Death of Eric Garner at hands of New York police ruled a homicide

The chokehold administered by officers of the New York City Police Department (NYPD) to Eric Garner on in Staten Island on July 17 was the cause of his death, according to the city’s Medical Examiner. The killing was caught on video and has caused widespread outrage in New York City and nationally.

A spokeswoman told the media on Friday that the city’s autopsy had determined that the 43-year-old father of six died from “the compression of his neck and prone positioning during physical restraint by police.” The analysis found that although Garner was asthmatic and had heart disease, these were not the primary causes of his death.

The use of chokeholds was banned in 1994, but from 2009 to 2013 alone there were over 1,000 complaints to the Civilian Complaint Review Board over use of the technique by New York cops. Only a small fraction of these have been pursued by the NYPD.

Garner was harassed by police on the afternoon of July 17 in Tompkinsville, a historically African-American neighborhood of Staten Island, for allegedly selling untaxed cigarettes. He became agitated at what was apparently another episode in a series of hostile confrontations with the NYPD, and told the officer that, “it ends today.” As seen on the video, police then wrestled Garner to the ground while Officer Daniel Pantaleo applied a chokehold. Garner can be heard telling the cops that he cannot breathe.

When an ambulance arrived minutes later, emergency medical technicians and paramedics, as a second video shows, made no effort to revive him.

Emergency personnel have been suspended without pay and Officer Pantaleo has been reassigned to desk duty and had his shield and gun removed. The finding by the Medical Examiner makes it possible, though by no means certain, that a grand jury could bring criminal charges against Pantaleo and other officers involved in Garner’s death. Richmond County’s District Attorney says his office is investigating Garner’s death, and federal authorities are looking into possible civil rights charges against the officers involved.
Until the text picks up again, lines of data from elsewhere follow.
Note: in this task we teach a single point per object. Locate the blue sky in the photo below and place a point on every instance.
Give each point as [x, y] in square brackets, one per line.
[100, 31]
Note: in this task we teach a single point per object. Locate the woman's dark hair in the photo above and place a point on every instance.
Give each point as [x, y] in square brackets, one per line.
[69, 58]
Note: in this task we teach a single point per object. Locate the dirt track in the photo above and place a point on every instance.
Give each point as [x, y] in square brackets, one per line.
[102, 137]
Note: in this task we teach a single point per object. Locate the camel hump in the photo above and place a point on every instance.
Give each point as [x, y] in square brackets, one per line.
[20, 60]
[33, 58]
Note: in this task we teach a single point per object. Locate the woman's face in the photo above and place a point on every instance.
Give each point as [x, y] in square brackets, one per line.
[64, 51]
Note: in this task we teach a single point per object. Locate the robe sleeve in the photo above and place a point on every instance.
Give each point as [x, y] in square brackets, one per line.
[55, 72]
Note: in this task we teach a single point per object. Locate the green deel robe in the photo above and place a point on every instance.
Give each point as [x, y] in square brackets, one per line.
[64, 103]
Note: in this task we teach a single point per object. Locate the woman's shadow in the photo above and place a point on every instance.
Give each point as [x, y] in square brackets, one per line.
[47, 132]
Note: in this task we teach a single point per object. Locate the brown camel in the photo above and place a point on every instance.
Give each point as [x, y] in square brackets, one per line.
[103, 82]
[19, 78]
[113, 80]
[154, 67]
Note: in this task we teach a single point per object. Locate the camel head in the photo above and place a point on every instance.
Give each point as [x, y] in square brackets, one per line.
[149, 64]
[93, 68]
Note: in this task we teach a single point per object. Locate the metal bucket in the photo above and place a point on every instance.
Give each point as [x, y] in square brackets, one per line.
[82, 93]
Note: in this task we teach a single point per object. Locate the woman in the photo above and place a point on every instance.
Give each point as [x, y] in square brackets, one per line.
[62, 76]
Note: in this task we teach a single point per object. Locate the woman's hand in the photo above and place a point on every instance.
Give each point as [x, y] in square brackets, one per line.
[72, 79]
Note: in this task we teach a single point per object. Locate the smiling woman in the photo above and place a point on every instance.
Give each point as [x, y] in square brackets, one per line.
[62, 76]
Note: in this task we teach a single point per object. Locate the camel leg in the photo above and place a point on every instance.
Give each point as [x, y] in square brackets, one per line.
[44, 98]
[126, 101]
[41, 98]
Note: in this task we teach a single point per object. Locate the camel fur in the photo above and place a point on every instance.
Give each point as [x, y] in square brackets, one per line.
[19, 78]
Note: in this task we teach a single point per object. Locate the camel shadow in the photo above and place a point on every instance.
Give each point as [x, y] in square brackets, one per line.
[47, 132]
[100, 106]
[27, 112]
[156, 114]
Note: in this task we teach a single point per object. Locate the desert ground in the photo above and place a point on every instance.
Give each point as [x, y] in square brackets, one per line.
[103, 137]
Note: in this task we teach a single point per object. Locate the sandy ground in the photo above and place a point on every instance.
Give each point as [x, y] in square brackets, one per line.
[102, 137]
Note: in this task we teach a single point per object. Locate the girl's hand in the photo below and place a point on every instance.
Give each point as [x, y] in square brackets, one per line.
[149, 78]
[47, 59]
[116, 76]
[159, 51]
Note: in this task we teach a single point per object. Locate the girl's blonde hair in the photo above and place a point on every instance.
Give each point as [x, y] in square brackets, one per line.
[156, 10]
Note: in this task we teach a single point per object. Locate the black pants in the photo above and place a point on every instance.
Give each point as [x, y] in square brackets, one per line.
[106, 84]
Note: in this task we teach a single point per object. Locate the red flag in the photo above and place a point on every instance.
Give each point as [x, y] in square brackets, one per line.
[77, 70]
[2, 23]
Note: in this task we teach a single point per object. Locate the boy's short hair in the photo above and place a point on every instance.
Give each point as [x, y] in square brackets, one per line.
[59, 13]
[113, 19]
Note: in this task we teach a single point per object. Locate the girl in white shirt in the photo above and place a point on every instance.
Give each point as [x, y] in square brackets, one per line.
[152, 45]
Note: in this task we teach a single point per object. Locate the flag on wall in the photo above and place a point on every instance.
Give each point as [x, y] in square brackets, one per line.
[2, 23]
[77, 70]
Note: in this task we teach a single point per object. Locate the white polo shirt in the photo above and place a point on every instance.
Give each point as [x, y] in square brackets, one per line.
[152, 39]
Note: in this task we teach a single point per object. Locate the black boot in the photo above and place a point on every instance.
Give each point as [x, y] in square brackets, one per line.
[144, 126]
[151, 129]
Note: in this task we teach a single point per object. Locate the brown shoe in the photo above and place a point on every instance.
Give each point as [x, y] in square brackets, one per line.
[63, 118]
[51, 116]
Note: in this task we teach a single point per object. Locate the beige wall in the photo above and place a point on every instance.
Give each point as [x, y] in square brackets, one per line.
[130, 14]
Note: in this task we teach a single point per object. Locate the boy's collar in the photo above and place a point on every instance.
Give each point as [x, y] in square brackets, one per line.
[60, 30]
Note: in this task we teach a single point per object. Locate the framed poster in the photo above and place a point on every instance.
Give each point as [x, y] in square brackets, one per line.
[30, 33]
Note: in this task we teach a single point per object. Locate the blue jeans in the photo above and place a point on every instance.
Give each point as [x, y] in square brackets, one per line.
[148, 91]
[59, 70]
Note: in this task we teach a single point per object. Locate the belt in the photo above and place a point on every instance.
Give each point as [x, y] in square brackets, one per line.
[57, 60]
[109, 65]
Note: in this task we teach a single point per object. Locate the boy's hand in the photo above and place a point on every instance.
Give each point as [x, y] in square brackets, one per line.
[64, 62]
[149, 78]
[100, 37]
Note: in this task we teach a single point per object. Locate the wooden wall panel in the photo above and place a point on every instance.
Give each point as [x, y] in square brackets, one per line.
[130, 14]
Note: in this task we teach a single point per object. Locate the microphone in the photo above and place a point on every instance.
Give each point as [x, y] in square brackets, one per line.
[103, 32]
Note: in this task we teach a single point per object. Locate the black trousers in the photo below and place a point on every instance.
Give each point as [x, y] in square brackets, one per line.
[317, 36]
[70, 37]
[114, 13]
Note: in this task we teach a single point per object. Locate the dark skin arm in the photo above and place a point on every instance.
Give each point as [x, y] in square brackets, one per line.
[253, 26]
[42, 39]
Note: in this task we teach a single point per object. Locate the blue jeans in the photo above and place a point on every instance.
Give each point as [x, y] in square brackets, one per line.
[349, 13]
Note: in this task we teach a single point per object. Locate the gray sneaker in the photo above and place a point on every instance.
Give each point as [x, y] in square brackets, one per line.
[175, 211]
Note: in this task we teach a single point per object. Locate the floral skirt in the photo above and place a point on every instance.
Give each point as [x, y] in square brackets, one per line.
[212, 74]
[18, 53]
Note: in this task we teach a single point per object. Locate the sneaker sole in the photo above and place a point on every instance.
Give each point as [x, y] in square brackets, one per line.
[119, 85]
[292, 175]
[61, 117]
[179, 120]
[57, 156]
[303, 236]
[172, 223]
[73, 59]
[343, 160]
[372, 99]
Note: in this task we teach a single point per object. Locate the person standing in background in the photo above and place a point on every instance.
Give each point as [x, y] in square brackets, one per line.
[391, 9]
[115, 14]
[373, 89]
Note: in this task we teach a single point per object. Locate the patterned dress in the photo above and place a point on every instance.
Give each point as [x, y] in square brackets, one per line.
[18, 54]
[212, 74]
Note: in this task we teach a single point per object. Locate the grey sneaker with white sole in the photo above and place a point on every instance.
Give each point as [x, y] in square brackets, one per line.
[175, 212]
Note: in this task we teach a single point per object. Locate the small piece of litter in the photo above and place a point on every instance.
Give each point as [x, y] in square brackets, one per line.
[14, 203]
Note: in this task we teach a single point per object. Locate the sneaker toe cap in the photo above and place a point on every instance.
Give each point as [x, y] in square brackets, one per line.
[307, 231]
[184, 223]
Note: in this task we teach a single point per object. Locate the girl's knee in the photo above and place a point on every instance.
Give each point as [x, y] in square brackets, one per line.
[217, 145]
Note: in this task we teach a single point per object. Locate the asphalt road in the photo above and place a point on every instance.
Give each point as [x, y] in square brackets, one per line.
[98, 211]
In response to the Medical Examiner’s ruling, the president of the Patrolman’s Benevolent Association, Patrick Lynch, told the media that Pantaleo was “distraught” over Garner’s death. Garner’s mother, Gwen Carr, commented, “He didn’t listen to my son when he told him he couldn’t breathe. My son said it 11 times. So how could he be truly apologetic?”

Despite the latest finding in connection with the chokehold death of Eric Garner, there is a real possibility that the cops who killed him could go scot-free. This was highlighted by the announcement last week that the police who killed 16-year-old Kimani Gray in March 2013 would not be facing charges. Gray was shot by two undercover cops in the East Flatbush section of Brooklyn. The police alleged that he was carrying a gun and refused to comply with an order to freeze. Witnesses have said that Gray didn’t have anything in his hands and the autopsy shows that three of the seven shots that that struck Gray entered from his back.

In the two weeks since Garner was killed, hardly a day has gone by in which violence by New York City’s law enforcement agencies has not been caught on video or otherwise exposed.

First, the supervising officers at the scene of Garner’s killing filed reports that falsified the incident, making no mention of the chokehold at all. Shortly afterwards, a video of a man in a subway station being choked by officers came to light. Then, another video was taken and posted on the Internet of an officer drawing his gun and stomping on a victim’s head in the Bedford-Stuyvesant neighborhood in Brooklyn, after he allegedly rolled a marijuana cigarette.

On Friday a third video, shot by Ramsey Orta, the young man who recorded Garner’s death, was uploaded to YouTube. It shows other Staten Island NYPD officers beating a man with a nightstick for allegedly swearing at them. The incident apparently occurred before the death of Eric Garner.

Protests and vigils have followed the killing of Garner, a number of them led by the Reverend Al Sharpton, the leader of the National Action Network. While participants at these protests have expressed the popular outrage at the killing, the actions themselves are intended by their organizers to channel the anger that millions feel into actions that let off steam while avoiding the political issues, and the role of the Democratic Party in particular. The heavy police presence at Garner’s funeral on July 23 in Brooklyn underscores the nervousness that the authorities feel that these issues may spark a more sustained political movement in the working class.